Fog computing or fog networking, also known as fogging, is an architecture that uses edge devices to carry out a substantial amount of computation (edge computing), storage, and communication locally and routed over the Internet backbone.
In 2011, the need to extend cloud computing with fog computing emerged, in order to cope with huge number of IoT devices and big data volumes for real-time low-latency applications. Fog computing, also called edge computing, is intended for distributed computing where numerous "peripheral" devices connect to a cloud. The word "fog" refers to its cloud-like properties, but closer to the "ground", i.e. IoT devices. Many of these devices will generate voluminous raw data (e.g., from sensors), and rather than forward all this data to cloud-based servers to be processed, the idea behind fog computing is to do as much processing as possible using computing units co-located with the data-generating devices, so that processed rather than raw data is forwarded, and bandwidth requirements are reduced. An additional benefit is that the processed data is most likely to be needed by the same devices that generated the data, so that by processing locally rather than remotely, the latency between input and response is minimized. This idea is not entirely new: in non-cloud-computing scenarios, special-purpose hardware (e.g., signal-processing chips performing Fast Fourier Transforms) has long been used to reduce latency and reduce the burden on a CPU.

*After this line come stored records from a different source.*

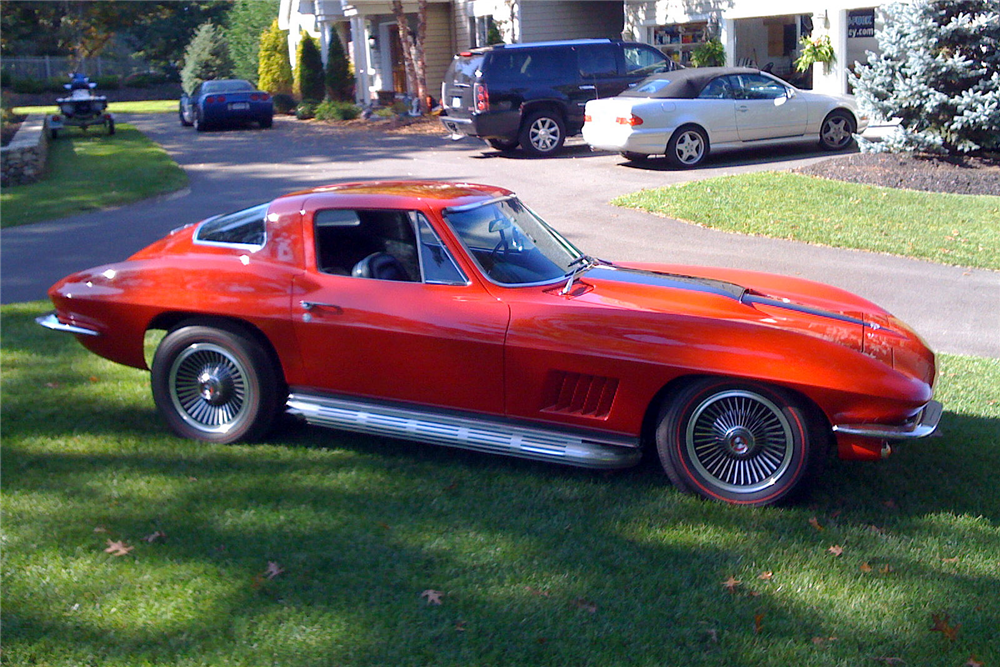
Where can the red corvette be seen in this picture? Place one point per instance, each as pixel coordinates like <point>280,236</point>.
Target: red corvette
<point>449,313</point>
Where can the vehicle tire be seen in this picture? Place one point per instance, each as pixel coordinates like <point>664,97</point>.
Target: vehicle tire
<point>837,131</point>
<point>688,146</point>
<point>215,384</point>
<point>738,442</point>
<point>503,145</point>
<point>542,134</point>
<point>634,157</point>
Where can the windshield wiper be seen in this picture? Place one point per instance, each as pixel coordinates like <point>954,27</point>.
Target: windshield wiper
<point>576,267</point>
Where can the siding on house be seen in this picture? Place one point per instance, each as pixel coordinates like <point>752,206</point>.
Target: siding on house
<point>554,19</point>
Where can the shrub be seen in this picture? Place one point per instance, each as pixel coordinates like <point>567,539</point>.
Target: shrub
<point>206,57</point>
<point>339,80</point>
<point>335,110</point>
<point>309,84</point>
<point>938,73</point>
<point>275,71</point>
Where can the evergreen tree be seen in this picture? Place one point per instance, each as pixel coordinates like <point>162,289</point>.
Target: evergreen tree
<point>206,57</point>
<point>309,83</point>
<point>246,21</point>
<point>939,73</point>
<point>275,72</point>
<point>339,80</point>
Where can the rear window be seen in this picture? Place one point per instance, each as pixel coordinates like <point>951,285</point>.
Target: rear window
<point>242,228</point>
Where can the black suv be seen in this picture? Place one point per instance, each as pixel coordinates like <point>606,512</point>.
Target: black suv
<point>534,94</point>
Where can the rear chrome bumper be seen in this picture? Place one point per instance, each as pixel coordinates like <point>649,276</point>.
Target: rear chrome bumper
<point>51,321</point>
<point>922,426</point>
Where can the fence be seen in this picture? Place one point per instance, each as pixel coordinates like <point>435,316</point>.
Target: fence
<point>48,67</point>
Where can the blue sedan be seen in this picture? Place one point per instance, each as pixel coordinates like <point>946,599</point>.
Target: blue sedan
<point>216,103</point>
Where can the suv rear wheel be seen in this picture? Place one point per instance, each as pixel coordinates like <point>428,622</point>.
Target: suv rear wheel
<point>542,134</point>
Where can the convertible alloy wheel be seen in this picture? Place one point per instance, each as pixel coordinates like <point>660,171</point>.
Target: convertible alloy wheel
<point>214,384</point>
<point>738,442</point>
<point>542,134</point>
<point>837,131</point>
<point>687,147</point>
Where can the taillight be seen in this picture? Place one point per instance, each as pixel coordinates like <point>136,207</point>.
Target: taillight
<point>480,97</point>
<point>631,120</point>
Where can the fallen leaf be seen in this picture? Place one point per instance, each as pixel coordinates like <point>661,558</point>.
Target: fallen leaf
<point>118,548</point>
<point>942,624</point>
<point>432,596</point>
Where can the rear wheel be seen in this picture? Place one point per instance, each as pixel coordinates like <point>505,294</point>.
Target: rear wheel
<point>215,384</point>
<point>542,134</point>
<point>739,442</point>
<point>688,146</point>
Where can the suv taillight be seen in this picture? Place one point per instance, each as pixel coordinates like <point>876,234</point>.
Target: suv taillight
<point>480,97</point>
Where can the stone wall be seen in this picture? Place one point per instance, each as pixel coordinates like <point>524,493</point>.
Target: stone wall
<point>23,159</point>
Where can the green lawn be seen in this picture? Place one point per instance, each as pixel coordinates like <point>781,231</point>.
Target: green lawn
<point>960,230</point>
<point>88,171</point>
<point>536,564</point>
<point>148,106</point>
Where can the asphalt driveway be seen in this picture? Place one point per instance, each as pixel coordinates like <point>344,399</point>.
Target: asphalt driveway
<point>955,309</point>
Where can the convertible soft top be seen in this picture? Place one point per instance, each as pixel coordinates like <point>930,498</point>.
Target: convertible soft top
<point>683,83</point>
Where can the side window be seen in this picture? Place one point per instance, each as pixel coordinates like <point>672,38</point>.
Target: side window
<point>438,265</point>
<point>597,61</point>
<point>242,228</point>
<point>642,60</point>
<point>717,89</point>
<point>366,244</point>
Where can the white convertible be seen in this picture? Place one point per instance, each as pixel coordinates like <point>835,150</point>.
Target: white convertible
<point>685,113</point>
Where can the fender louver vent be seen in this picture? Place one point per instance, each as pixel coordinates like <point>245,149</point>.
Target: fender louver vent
<point>576,394</point>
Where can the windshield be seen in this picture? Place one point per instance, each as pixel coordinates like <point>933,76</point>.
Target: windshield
<point>512,245</point>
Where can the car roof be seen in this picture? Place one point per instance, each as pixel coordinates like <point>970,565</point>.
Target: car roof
<point>686,83</point>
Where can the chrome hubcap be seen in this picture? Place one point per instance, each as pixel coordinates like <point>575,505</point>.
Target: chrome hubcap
<point>739,441</point>
<point>208,387</point>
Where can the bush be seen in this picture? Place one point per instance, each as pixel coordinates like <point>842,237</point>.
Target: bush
<point>309,78</point>
<point>336,110</point>
<point>275,71</point>
<point>938,73</point>
<point>206,57</point>
<point>283,103</point>
<point>306,110</point>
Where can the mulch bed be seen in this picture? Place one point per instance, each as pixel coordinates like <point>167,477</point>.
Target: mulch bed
<point>929,173</point>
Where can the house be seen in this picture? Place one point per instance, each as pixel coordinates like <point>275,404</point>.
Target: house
<point>760,33</point>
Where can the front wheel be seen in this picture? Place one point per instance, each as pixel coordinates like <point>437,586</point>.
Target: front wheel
<point>214,384</point>
<point>837,131</point>
<point>542,134</point>
<point>738,442</point>
<point>688,147</point>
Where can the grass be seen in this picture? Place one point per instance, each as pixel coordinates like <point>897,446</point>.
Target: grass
<point>147,106</point>
<point>91,170</point>
<point>960,230</point>
<point>538,565</point>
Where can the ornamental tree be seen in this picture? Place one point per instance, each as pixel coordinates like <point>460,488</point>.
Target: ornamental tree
<point>938,73</point>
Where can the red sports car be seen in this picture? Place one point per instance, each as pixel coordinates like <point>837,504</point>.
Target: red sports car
<point>449,313</point>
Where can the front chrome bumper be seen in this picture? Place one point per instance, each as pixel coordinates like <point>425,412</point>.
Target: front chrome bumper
<point>51,321</point>
<point>922,426</point>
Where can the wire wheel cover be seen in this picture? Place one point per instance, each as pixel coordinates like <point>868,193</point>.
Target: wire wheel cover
<point>208,387</point>
<point>739,441</point>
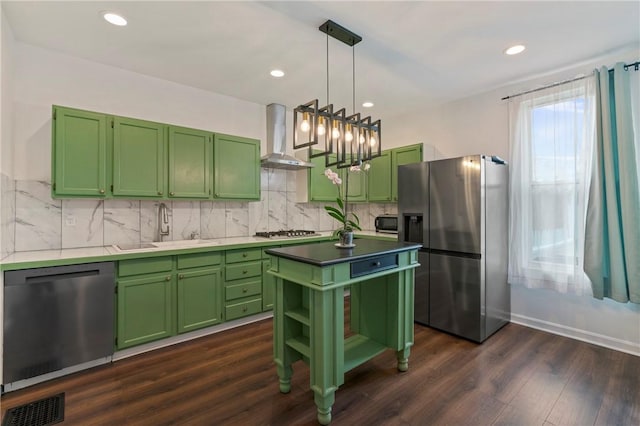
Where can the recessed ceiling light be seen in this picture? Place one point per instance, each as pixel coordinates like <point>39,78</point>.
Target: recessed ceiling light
<point>114,18</point>
<point>514,50</point>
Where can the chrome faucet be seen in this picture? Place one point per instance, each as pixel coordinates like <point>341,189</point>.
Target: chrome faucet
<point>163,221</point>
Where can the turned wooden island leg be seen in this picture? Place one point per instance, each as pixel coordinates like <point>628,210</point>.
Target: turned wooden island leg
<point>403,359</point>
<point>284,373</point>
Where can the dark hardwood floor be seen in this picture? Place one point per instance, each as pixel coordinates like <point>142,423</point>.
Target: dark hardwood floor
<point>519,376</point>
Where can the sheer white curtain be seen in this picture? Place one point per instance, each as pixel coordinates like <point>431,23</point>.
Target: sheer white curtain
<point>551,138</point>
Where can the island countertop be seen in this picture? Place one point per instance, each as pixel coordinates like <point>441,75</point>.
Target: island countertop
<point>326,253</point>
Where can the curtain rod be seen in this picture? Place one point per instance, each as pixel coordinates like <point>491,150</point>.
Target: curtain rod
<point>635,65</point>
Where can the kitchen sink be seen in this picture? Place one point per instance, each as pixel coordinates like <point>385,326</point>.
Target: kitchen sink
<point>184,243</point>
<point>165,245</point>
<point>129,247</point>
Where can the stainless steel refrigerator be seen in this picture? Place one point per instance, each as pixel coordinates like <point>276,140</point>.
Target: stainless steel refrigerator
<point>457,209</point>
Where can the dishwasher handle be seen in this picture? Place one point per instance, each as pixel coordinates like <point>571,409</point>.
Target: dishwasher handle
<point>64,276</point>
<point>55,273</point>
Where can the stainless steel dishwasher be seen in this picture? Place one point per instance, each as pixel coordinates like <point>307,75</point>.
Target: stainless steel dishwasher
<point>57,317</point>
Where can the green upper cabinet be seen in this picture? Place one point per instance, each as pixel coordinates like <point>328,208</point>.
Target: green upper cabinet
<point>399,156</point>
<point>139,158</point>
<point>199,298</point>
<point>236,167</point>
<point>79,153</point>
<point>380,178</point>
<point>189,163</point>
<point>320,187</point>
<point>357,185</point>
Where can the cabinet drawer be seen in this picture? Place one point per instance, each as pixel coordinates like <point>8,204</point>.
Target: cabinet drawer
<point>199,259</point>
<point>373,265</point>
<point>265,255</point>
<point>243,270</point>
<point>237,291</point>
<point>243,255</point>
<point>144,266</point>
<point>243,309</point>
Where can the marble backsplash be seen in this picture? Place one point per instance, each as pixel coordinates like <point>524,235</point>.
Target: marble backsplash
<point>32,220</point>
<point>7,215</point>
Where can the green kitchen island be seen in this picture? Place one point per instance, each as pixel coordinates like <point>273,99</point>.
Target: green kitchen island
<point>308,322</point>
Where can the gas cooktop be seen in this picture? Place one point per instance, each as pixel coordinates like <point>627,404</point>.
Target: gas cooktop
<point>289,233</point>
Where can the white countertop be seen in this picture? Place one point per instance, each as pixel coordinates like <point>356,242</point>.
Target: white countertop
<point>86,253</point>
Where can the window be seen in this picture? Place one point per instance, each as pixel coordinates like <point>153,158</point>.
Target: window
<point>551,145</point>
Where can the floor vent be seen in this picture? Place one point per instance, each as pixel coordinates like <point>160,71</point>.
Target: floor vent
<point>44,412</point>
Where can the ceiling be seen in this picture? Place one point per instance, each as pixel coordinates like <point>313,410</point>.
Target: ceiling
<point>413,54</point>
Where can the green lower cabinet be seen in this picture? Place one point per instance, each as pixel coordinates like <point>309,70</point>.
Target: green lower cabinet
<point>199,299</point>
<point>268,286</point>
<point>145,309</point>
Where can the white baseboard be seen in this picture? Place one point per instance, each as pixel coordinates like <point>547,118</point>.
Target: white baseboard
<point>626,346</point>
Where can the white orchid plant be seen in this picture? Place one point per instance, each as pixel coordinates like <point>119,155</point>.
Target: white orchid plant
<point>349,221</point>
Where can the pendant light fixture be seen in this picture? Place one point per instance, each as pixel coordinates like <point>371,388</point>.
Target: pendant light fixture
<point>343,140</point>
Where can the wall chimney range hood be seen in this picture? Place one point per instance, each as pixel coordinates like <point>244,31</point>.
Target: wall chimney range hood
<point>276,157</point>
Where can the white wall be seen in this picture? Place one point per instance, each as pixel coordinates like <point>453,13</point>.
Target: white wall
<point>6,154</point>
<point>479,124</point>
<point>44,77</point>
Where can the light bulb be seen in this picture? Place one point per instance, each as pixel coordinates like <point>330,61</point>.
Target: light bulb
<point>305,126</point>
<point>321,129</point>
<point>348,136</point>
<point>335,133</point>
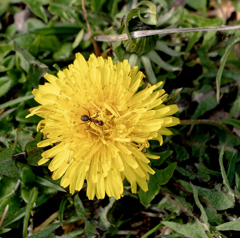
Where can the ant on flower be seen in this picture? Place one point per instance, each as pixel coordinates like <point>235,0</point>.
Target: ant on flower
<point>88,118</point>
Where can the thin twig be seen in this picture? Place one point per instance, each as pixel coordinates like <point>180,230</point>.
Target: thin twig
<point>4,215</point>
<point>95,46</point>
<point>86,18</point>
<point>136,34</point>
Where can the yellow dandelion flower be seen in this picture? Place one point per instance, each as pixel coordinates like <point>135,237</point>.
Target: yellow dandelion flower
<point>101,125</point>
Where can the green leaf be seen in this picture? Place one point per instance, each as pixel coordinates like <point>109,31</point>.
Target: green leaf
<point>7,63</point>
<point>193,39</point>
<point>205,60</point>
<point>6,113</point>
<point>80,208</point>
<point>160,177</point>
<point>64,52</point>
<point>8,186</point>
<point>62,208</point>
<point>204,170</point>
<point>46,231</point>
<point>219,200</point>
<point>170,216</point>
<point>34,153</point>
<point>149,70</point>
<point>203,217</point>
<point>27,176</point>
<point>72,234</point>
<point>66,29</point>
<point>205,105</point>
<point>32,199</point>
<point>104,224</point>
<point>6,84</point>
<point>36,8</point>
<point>11,30</point>
<point>164,48</point>
<point>14,217</point>
<point>214,218</point>
<point>230,226</point>
<point>192,229</point>
<point>13,202</point>
<point>163,155</point>
<point>47,183</point>
<point>63,9</point>
<point>28,57</point>
<point>78,39</point>
<point>231,168</point>
<point>200,4</point>
<point>235,107</point>
<point>16,101</point>
<point>224,175</point>
<point>232,122</point>
<point>153,56</point>
<point>150,10</point>
<point>182,153</point>
<point>223,62</point>
<point>4,50</point>
<point>90,227</point>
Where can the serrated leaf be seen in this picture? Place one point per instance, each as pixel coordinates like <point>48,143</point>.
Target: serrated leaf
<point>47,183</point>
<point>160,177</point>
<point>219,200</point>
<point>28,57</point>
<point>192,229</point>
<point>232,225</point>
<point>205,105</point>
<point>4,50</point>
<point>163,155</point>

Fog networking consists of a control plane and a data plane. For example, on the data plane, fog computing enables computing services to reside at the edge of the network as opposed to servers in a data-center. Compared to cloud computing, fog computing emphasizes proximity to end-users and client objectives (e.g. operational costs, security policies, resource exploitation), dense geographical distribution and context-awareness (for what concerns computational and IoT resources), latency reduction and backbone bandwidth savings to achieve better quality of service (QoS) and edge analytics/stream mining, resulting in superior user-experience and redundancy in case of failure while it is also able to be used in Assisted Living scenarios.